The daily rate of known infections in the United States has ranged from more than 60,000 to around 40,000. So, it might take one or two more years to attain herd immunity here.

Realistically, Americans cannot and will not endure even one more year of lockdowns and social distancing protocols interrupting their lives and destroying their livelihoods. So, unless an effective vaccine is found and provided to inoculate the population pronto, what do we do?

First, stop the hysteria. Millions of Americans are wallowing in a toxic mental miasma of depression and anxiety. COVID-19 is serious, but it isn’t the Black Death.

At least 97 percent of people infected with the coronavirus have survived, and 90 percent of them have fully recovered at home in a week or two. A small percentage has experienced lingering side effects; although for how long or how severely remain undetermined. This is one of the most concerning unknowns.

If you are old, really fat, have a pre-existing medical condition or are just plain freaked out about getting infected, take any and all reasonable precautions for yourself, but don’t insist that society close down to reduce your risk. That is your responsibility.

With the best data available now, six months into this pandemic, how do each of us assess our risk?

If you get infected will you die?

Caitlin Rivers, an epidemiologist at the Johns Hopkins Center for Health Security in Baltimore, says current overall data indicate the best estimates for fatality risk from COVID-19 are between 0.5 percent and 1 percent.

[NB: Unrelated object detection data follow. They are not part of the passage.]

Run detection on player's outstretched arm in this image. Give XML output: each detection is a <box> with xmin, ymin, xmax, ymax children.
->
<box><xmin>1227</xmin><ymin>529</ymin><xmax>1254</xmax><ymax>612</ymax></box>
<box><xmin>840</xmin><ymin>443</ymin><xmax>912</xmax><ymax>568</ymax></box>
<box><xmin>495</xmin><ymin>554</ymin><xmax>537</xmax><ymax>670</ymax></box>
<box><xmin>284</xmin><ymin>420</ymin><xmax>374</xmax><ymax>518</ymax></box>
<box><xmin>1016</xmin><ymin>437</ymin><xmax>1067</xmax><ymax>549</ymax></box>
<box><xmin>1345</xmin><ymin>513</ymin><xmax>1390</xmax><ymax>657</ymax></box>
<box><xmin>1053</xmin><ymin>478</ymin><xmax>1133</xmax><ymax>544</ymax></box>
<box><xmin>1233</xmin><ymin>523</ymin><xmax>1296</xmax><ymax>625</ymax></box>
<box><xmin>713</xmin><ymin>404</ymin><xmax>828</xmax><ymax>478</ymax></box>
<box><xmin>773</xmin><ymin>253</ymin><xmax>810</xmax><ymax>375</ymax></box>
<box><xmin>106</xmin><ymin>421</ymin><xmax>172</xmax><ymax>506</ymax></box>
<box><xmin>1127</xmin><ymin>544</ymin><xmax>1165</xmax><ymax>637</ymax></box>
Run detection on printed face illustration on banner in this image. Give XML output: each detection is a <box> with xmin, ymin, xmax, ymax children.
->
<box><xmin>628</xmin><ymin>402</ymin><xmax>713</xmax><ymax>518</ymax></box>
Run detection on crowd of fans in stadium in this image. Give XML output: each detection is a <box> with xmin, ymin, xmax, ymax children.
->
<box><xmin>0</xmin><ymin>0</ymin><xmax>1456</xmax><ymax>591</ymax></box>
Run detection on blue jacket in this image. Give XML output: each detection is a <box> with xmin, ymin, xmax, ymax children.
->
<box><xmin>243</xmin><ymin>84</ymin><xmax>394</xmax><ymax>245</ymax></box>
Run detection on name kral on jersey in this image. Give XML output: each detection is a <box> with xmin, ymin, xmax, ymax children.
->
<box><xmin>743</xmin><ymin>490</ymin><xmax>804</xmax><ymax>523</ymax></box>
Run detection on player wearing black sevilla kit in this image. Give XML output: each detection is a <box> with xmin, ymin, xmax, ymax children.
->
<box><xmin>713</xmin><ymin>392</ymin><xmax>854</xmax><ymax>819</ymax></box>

CDC data as of early August, has the U.S. mortality rate at about 3.1 percent of people actually diagnosed with COVID-19. That percentage skyrockets with age and medical condition. About 80 percent of coronavirus deaths are among those over 65, especially the obese.

If you get infected will you be hospitalized?

The CDC data shows that 9 percent of those diagnosed with COVID-19 are hospitalized, and of those only 5 percent require treatment in an intensive-care unit.

If you survive a COVID-19 infection will you have lingering health damage?

In limited random surveys of coronavirus patients, the CDC found that about 33 percent had not fully returned to normal health two to three weeks after diagnosis. Of those under age 34, it was 20 percent.

A new study published in the Journal of Medical Virology found similar percentages and identified the most frequently reported side effects of hospitalized COVID-19 patients. In order of frequency they were moderate to severe fatigue; new or worsened breathlessness (of these, two-thirds had pre-existing respiratory conditions and more than half were overweight); and PTSD symptoms.

To get a real grip on this pandemic, and those surely to come, America needs a more robust, centralized data-collection system managed by politically independent expert epidemiologists capable of ensuring accurate reporting from state and municipal health departments across the country.

The current CDC data system is limited mostly to body counts of deaths, infections and hospitalizations — which the news media headline daily along with scary anecdotes about the ravages of the disease.

We need a system that tracks and traces new cases nationwide; analyzes information, including side effects; and determines which communities and demographics are most vulnerable. To do this, America needs massive testing capabilities.

Harvard epidemiologist Michael Mina, an expert in disease testing, is an advocate for a testing strategy employing a cheap, daily, do-it-yourself test that several companies have already developed but that are stuck in the Food & Drug Administration approval process.

Such widely available tests would be, depending on public cooperation, very effective in interrupting COVID-19 transmissions by facilitating trace and quarantine efforts.

The hydroxychloroquine controversy presents a clear case why the efficacy of all COVID-19 treatments needs to be evaluated objectively, without deference to or interference by politics.

Right now, we don’t really have the robust information system we need, consequently we have a lot of unknowns — and nothing short-circuits rationality like fear of the unknown. That is certainly apparent in this pandemic, and it is causing some serious side effects on its own.